CMU Algorithm Wins International Strong Lens-Finding Challenge
Project brings together Carnegie Mellon's expertise in cosmology and machine learning
In the center of this image, taken with the NASA/ESA Hubble Space Telescope, is the galaxy cluster SDSS J1038+4849. In this "happy face," the two eyes are very bright galaxies, and the misleading smile lines are arcs caused by an effect known as strong gravitational lensing.
An interdisciplinary team of researchers from Carnegie Mellon University's McWilliams Center for Cosmology has combined the university's expertise in astrophysics and machine learning to win an international strong lens-finding challenge organized by the European Space Agency's Euclid strong lensing working group.
"We were not the only team using machine learning in this challenge, but the fact that our algorithm ultimately won is a tribute to the quality of interdisciplinary research here at CMU, especially between astrophysics, computer science and statistics," said François Lanusse, a post-doctoral researcher in Carnegie Mellon's Department of Physics.

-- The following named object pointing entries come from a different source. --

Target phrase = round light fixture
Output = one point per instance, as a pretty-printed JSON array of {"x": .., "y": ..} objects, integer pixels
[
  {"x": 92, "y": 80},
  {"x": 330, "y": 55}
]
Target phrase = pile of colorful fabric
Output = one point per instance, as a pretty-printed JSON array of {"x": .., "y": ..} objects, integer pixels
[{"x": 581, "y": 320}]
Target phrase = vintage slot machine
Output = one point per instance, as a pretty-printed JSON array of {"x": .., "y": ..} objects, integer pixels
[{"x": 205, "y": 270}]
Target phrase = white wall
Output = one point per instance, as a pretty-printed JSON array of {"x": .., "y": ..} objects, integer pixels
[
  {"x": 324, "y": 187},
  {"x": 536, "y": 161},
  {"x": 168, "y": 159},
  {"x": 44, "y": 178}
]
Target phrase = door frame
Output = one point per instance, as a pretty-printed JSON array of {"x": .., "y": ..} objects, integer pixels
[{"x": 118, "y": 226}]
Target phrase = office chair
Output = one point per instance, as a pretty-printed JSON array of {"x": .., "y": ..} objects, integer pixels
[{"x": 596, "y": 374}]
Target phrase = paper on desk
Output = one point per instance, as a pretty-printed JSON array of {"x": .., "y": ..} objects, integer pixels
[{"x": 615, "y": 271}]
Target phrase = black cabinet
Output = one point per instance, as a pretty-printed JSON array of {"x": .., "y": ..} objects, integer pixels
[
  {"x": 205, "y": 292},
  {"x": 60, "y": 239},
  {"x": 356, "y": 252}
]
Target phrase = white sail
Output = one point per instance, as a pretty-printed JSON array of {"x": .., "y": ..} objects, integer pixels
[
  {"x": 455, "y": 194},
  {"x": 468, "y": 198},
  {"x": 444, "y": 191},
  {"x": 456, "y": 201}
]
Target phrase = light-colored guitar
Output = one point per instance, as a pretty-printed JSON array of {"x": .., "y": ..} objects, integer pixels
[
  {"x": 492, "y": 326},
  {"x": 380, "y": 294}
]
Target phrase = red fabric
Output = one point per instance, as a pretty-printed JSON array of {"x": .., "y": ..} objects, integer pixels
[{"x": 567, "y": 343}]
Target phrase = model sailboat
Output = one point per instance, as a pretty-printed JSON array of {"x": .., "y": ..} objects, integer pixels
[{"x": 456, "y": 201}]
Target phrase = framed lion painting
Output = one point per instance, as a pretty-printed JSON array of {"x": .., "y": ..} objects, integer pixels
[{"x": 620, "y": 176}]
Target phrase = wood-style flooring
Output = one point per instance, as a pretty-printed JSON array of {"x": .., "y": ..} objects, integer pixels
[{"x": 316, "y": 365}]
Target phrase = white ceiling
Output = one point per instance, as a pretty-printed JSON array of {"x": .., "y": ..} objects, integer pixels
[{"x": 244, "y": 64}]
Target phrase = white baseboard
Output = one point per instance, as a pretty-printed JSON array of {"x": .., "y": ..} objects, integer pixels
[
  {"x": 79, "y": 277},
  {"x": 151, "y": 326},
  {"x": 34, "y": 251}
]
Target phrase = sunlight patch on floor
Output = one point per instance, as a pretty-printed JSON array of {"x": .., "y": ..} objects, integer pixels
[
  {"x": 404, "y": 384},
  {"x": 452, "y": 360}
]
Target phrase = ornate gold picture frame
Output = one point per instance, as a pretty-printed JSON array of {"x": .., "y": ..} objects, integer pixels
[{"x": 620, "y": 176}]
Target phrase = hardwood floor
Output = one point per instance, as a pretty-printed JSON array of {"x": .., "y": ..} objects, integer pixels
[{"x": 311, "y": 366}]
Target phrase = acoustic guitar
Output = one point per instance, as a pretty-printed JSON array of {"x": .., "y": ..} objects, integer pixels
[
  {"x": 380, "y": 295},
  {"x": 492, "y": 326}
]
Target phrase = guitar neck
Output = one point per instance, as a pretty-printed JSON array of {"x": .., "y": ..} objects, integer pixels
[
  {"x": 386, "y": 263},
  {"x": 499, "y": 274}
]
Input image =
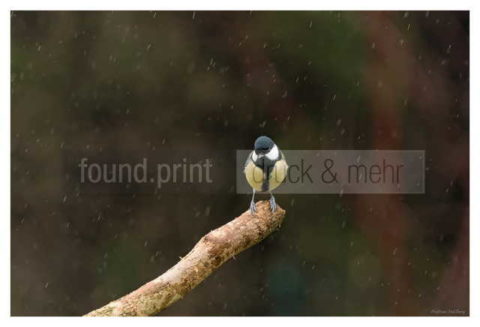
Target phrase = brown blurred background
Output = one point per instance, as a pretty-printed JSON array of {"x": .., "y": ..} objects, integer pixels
[{"x": 121, "y": 86}]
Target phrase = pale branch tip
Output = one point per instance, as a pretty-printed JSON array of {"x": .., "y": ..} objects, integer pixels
[{"x": 207, "y": 255}]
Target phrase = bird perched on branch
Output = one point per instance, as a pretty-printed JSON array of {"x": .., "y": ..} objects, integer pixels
[{"x": 265, "y": 169}]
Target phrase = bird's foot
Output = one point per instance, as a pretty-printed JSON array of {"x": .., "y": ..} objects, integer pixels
[
  {"x": 273, "y": 204},
  {"x": 253, "y": 207}
]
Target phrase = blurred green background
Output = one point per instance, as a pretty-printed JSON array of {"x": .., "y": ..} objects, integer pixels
[{"x": 121, "y": 86}]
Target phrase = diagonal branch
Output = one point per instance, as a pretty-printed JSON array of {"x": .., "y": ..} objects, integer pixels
[{"x": 209, "y": 253}]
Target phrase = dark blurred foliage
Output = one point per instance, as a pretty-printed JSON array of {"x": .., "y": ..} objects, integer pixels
[{"x": 120, "y": 86}]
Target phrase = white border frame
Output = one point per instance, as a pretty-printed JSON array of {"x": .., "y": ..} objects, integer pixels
[{"x": 8, "y": 5}]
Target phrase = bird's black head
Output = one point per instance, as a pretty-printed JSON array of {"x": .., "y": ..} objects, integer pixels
[{"x": 263, "y": 145}]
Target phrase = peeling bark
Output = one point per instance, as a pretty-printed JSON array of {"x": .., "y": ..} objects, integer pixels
[{"x": 209, "y": 253}]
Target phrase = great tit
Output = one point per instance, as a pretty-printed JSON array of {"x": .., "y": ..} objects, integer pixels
[{"x": 265, "y": 169}]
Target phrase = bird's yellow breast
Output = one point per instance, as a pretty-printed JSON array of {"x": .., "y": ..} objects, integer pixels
[{"x": 256, "y": 177}]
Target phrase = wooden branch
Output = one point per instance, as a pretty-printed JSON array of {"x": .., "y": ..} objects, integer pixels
[{"x": 209, "y": 253}]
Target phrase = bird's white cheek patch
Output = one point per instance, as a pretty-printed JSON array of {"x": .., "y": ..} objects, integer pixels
[{"x": 273, "y": 153}]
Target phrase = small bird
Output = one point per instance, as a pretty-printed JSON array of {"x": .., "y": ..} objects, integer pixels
[{"x": 265, "y": 169}]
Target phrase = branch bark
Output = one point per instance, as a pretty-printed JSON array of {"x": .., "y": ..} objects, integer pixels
[{"x": 209, "y": 253}]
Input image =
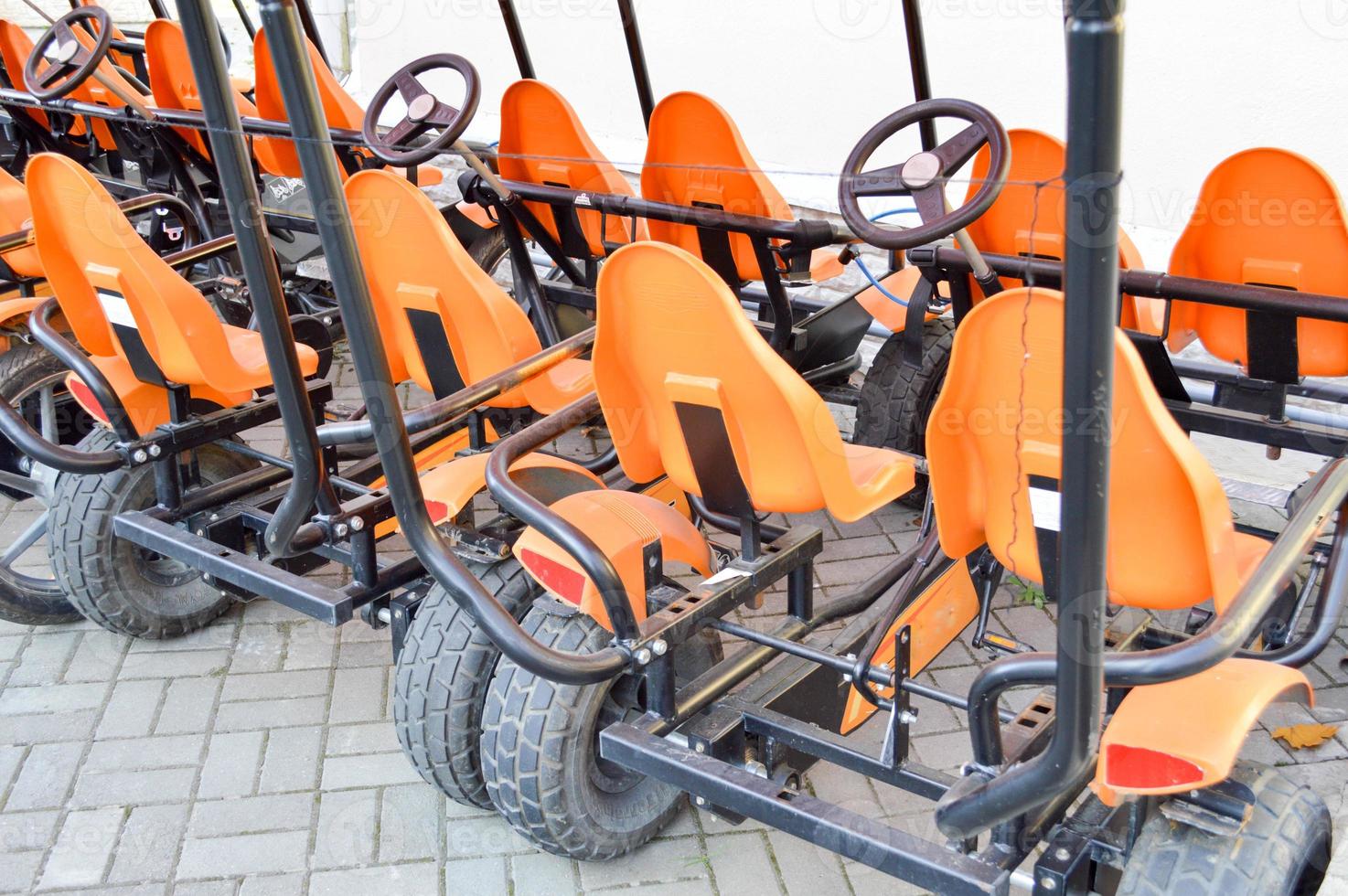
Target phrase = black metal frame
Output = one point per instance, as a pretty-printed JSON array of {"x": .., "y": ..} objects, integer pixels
[{"x": 781, "y": 720}]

The challenge asked research groups to develop an automated method to find galaxies that were strongly bending light. In this phenomenon, called strong lensing, one large galaxy is situated directly in front of a second galaxy, causing the light from the second galaxy to bend and form an arc around the first galaxy. The shape of the arc can be used to determine how all matter, including dark matter, is distributed in the lensed galaxy.
"These rings, called Einstein rings, are a distinct feature, but can be hard to pick out of large astronomical datasets," said Rachel Mandelbaum, associate professor of physics who advised the team together with Assistant Professor of Machine Learning Barnabás Póczos. "Strongly lensed galaxies are quite rare, and we need a reliable, automated way to find them."

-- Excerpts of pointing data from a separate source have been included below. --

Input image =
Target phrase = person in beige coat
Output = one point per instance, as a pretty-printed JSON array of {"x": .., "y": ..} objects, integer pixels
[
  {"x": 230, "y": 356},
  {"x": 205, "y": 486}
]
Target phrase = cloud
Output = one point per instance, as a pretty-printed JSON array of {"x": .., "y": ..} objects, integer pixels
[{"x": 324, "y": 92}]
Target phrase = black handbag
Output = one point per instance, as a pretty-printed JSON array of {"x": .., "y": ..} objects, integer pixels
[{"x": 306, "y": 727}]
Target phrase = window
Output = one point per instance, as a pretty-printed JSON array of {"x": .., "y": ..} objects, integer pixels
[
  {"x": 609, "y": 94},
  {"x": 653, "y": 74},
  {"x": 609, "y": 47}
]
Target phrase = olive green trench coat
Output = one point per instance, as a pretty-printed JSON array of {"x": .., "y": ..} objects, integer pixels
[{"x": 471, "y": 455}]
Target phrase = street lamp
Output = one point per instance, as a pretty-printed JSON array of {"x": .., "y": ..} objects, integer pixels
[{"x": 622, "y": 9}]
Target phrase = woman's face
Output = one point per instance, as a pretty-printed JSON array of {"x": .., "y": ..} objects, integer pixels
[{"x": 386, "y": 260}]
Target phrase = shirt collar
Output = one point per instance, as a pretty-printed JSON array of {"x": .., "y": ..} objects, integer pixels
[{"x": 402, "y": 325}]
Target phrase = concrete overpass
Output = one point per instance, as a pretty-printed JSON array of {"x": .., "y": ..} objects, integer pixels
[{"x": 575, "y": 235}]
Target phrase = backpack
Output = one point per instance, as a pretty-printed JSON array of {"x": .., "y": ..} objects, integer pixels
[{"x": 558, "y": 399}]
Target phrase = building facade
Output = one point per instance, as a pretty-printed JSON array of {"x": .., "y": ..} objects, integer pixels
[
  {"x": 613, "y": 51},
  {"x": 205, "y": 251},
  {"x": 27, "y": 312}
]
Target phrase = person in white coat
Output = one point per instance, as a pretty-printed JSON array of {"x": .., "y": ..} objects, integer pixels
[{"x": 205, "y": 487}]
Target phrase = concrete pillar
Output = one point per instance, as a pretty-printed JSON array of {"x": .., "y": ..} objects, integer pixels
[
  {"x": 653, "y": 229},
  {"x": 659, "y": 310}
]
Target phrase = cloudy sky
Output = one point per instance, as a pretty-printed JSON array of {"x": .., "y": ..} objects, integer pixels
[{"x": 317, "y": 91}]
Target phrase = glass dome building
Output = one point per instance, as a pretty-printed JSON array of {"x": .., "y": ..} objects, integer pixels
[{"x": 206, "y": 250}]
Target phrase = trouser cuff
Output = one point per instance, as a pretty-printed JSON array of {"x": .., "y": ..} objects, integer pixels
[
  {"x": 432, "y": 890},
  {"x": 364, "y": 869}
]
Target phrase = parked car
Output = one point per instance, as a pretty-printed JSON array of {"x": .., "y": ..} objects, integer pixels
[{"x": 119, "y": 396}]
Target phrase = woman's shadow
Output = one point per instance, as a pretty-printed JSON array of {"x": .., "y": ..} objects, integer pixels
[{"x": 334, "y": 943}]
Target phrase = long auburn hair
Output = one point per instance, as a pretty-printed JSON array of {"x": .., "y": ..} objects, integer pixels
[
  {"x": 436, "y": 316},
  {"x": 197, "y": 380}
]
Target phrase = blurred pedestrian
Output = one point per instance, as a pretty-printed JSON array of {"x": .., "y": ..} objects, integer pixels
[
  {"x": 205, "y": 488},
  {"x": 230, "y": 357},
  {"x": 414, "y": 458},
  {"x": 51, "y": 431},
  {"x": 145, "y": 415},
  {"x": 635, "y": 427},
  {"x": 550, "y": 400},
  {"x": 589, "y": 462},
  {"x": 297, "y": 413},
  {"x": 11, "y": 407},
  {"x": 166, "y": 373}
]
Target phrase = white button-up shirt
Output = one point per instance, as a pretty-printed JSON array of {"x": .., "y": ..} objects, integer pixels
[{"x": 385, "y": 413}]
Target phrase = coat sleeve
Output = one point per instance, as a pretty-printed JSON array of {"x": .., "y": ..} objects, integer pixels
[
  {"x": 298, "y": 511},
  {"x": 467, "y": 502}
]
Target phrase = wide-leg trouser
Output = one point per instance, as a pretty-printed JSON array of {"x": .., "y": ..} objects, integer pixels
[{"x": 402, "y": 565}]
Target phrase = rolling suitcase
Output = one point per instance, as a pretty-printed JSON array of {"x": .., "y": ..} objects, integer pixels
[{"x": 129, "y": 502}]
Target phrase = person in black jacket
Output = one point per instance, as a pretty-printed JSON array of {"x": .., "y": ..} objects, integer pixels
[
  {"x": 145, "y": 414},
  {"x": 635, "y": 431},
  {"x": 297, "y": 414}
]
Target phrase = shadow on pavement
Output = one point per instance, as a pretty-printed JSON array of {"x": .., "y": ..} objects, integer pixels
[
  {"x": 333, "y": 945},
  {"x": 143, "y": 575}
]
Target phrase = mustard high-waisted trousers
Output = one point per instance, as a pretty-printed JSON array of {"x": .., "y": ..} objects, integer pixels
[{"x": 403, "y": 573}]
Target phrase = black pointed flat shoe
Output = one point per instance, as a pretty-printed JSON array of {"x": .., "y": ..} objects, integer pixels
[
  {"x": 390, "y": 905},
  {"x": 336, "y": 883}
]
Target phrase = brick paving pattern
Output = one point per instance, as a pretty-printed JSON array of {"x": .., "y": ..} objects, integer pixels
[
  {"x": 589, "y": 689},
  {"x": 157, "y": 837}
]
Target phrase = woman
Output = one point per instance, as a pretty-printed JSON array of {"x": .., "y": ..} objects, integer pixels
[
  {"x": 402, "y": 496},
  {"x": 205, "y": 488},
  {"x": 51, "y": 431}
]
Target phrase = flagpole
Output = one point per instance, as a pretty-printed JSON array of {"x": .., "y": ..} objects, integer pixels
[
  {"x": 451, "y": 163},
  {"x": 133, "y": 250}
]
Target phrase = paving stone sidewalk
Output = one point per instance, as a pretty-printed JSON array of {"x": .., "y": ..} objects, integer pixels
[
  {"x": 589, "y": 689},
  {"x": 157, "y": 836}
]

CMU DeepLens was able to discern between strong gravitational lenses (left) and objects that are not lenses (right).
The next generation of sky surveys, including the ground-based Large Synoptic Survey Telescope project (LSST), the space-based Euclid survey and NASA's space-based Wide Field Infrared Survey Telescope (WFIRST), will collect unprecedented amounts of data. Automated methodologies for sorting through this data to find interesting astronomical objects to study is essential. For example, there will only be a few hundred thousand to one million strongly lensed galaxies out of an estimated 20 billion galaxies in the LSST's data; finding one without the help of automation would be like finding a needle in a haystack.
For the challenge, the organizers created a simulated data set that contained information about strong-lens systems and systems that looked like they were strongly lensed, but were not. They asked competitors to create a method that could accurately identify strong lens candidates.
Lanusse and machine learning graduate student Eric Ma turned to deep learning, a field of machine learning that has had a great deal of success in image recognition problems, to attack the challenge. Their algorithm, CMU DeepLens, accurately identified the most strong lensing candidates within the data set, and had the least amount of errors. The results were especially striking given that many of the other algorithms entered in the competition had taken years to develop, and Lanusse and Ma developed their algorithm in less than two weeks.
"Our algorithm was amazingly powerful and capable of a high level of sophistication. It did a great job of discriminating between true strong lens systems and false data, and did better than human classification," Mandelbaum said.
CMU DeepLens is especially promising because it can work with cosmological data containing color information and data that does not. This is important because space-based surveys like Euclid do not collect color data, but ground-based surveys like the LSST can. The researchers have made the algorithm freely available, and hope that it will be used to analyze available and future cosmological data.
Machine learning post-doc Siamak Ravanbakhsh, machine learning graduate student Chun-Liang Li and others contributed to the development of CMU DeepLens.